The corrugator supercilii muscle is a small, narrow, pyramidal muscle close to the eye. It arises  from the medial end of the superciliary arch, and inserts into the deep surface of the skin of the eyebrow. It draws the eyebrow downward and medially, producing the vertical wrinkles of the forehead.

Structure 
The corrugator supercilii muscle is located at the medial end of the eyebrow, beneath the frontalis muscle and just above the orbicularis oculi muscle.

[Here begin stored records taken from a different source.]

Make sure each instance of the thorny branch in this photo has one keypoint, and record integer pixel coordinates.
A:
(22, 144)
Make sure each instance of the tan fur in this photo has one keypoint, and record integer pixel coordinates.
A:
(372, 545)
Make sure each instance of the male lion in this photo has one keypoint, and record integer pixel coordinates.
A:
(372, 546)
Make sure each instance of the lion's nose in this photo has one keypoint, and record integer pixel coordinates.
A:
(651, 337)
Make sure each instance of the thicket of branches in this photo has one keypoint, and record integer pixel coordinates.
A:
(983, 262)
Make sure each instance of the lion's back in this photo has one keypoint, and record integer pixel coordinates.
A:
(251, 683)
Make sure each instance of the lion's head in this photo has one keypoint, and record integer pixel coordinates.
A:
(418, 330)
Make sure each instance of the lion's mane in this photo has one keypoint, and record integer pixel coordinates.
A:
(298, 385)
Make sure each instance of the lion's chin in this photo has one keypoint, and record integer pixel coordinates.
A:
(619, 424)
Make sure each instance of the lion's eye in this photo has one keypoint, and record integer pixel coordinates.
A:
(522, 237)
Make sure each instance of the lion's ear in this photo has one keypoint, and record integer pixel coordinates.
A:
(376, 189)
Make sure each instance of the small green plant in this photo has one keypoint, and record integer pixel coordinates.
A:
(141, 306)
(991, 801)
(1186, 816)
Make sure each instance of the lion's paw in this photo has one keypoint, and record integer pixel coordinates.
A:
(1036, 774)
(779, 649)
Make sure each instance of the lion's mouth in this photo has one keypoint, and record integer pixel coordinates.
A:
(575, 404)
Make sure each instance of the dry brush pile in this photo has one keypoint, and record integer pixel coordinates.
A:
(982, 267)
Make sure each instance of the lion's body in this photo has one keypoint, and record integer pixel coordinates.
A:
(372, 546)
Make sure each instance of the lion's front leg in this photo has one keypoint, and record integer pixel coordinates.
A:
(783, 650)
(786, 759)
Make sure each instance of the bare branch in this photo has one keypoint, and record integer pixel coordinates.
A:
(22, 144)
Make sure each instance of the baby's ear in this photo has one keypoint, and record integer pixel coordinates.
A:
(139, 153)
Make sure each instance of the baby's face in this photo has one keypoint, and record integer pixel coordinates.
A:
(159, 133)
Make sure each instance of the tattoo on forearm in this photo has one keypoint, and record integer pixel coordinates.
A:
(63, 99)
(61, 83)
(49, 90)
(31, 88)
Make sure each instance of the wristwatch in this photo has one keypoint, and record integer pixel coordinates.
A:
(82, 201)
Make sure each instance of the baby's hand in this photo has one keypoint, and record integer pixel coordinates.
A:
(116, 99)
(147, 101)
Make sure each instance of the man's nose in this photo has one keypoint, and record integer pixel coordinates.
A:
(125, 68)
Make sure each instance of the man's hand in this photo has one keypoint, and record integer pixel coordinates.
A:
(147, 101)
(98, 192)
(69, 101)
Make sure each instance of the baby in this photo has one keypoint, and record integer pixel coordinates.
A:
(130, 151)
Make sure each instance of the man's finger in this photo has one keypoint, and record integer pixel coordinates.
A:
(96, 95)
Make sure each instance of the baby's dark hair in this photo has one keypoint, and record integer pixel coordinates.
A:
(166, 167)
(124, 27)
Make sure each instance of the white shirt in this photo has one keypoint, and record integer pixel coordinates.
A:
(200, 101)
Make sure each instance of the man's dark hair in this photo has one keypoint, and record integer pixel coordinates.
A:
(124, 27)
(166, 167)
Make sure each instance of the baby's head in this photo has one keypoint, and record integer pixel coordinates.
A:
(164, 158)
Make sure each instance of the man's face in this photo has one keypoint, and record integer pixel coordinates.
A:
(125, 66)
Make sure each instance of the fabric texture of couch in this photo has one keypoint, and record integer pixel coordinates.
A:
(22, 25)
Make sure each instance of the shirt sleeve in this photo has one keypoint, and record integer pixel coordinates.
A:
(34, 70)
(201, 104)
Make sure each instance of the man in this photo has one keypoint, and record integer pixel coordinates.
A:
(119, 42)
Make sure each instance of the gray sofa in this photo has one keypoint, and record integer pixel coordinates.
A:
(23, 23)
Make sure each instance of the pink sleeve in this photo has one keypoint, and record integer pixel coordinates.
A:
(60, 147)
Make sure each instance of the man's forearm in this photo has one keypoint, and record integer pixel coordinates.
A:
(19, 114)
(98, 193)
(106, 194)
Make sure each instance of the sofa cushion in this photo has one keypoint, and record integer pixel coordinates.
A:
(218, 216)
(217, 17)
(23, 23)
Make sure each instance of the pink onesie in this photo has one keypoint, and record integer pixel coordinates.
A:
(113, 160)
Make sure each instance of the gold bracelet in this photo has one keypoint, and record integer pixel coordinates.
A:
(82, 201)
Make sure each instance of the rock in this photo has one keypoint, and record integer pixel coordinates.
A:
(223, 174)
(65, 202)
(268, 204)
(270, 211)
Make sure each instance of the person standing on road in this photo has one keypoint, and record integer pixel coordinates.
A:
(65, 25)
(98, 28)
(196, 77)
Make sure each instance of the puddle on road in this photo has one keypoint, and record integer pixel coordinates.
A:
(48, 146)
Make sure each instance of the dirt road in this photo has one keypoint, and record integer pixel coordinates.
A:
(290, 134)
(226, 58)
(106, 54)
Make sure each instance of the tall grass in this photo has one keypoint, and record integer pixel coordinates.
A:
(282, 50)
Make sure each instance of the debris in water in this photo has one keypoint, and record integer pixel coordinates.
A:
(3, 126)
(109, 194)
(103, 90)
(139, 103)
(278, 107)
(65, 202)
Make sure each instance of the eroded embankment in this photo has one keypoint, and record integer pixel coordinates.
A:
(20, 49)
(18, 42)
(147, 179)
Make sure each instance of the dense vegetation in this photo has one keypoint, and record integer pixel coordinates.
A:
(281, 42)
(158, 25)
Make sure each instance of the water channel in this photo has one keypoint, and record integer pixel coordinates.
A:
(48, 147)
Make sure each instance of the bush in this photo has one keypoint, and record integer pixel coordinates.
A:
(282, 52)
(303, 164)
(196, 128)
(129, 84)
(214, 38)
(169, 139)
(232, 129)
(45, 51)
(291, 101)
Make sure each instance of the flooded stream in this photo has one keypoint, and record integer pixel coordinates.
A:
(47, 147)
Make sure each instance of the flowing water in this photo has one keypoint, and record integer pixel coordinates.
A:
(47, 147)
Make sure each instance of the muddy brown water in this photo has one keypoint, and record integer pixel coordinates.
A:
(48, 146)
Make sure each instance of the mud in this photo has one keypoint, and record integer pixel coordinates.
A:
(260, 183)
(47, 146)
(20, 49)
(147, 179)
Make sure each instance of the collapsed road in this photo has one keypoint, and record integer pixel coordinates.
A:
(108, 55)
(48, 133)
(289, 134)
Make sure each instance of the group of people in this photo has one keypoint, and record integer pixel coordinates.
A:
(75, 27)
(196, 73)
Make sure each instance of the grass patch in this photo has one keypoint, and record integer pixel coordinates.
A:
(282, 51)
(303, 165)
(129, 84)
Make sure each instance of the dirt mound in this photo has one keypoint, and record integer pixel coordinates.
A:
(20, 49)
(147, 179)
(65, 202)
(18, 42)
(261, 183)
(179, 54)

It arises from the medial end of the superciliary arch. Its fibers pass upward and laterally, between the palpebral and orbital portions of the orbicularis oculi muscle. It inserts into the deep surface of the skin of the eyebrow, above the middle of the orbital arch.

Relations 
The supratrochlear nerve passes by the corrugator supercilii muscle between it and the frontalis muscle.

Function
The corrugator supercilii muscle draws the eyebrow downward and medially, producing the vertical wrinkles of the forehead. It is the "frowning" muscle, and may be regarded as the principal muscle in the expression of suffering. It also contracts to prevent high sun glare, pulling the eyebrows toward the bridge of the nose, making a roof over the area above the middle corner of the eye and typical forehead furrows.

Clinical significance 
The muscle is sometimes surgically severed or paralysed with botulinum toxin as a preventive treatment for some types of migraine or for aesthetic reasons.

Etymology 
The name corrugator supercilii comes from Latin, and means wrinkler of the eyebrows.